Injuries also contributed to Stokes not playing a single minute against Barcelona, Benfica or Spartak Moscow in last season's Champions League group stage and Lennon believes that sobering experience made Stokes realise his attitude had to change.
"I don't know what made the penny drop for him. Maybe the injury and missing out on the whole Champions League campaign last year, sitting in the stand and watching the boys play in wins against Barcelona and Spartak Moscow and realising what he has at Celtic. Sometimes you don't know what you've got until you're not there. I've never spoken to him about it but I certainly think the natural thing would be to sit down and think 'I want to be a part of this', and now he is."
Talks over a new contract have stalled after Stokes turned down the club's initial offer, but it remains likely that a new deal will be settled and announced within weeks.
"I had question marks over his temperament in big games but his athleticism and fitness has improved and certainly his football," said Lennon. "His movement as a striker was always good and he had adaptable feet, but he was curtailing his own progress with indiscretions and ill-discipline. Since he's come back from injury he's knuckled down and is doing his talent justice now.
"He did a lot of upper body work when he was out but he is a naturally strong boy. In the strength tests that the boys do at the start of the season he's top of the list, the weightlifting and that sort of stuff. He doesn't look it, when you strip him off he's just a naturally strong boy. There were things he was doing in the game on Wednesday, he was challenging for balls in the air whereas before he was a little bit wishy-washy. I think with the fact Gary's [Hooper] gone he's looking to be the No.1 here and he's enjoying that challenge.

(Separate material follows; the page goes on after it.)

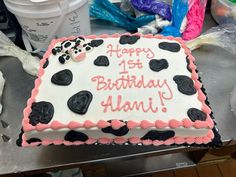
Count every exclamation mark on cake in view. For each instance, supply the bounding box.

"I'm really liking what I'm seeing in him at the moment. He's always had goals in him and he will score goals at Champions League level if we can get the right service to him. As a lone striker you sometimes have to create your own opportunities but the one he had in the first half in Milan he's latched on to a mistake and I fancied him to score, but he just sclaffed the shot a little bit. And if his free-kick had been an inch or two lower, instead of hitting the bar, we'd all be raving about him."
Celtic return to SPFL Premiership duty against St Johnstone at Celtic Park this afternoon.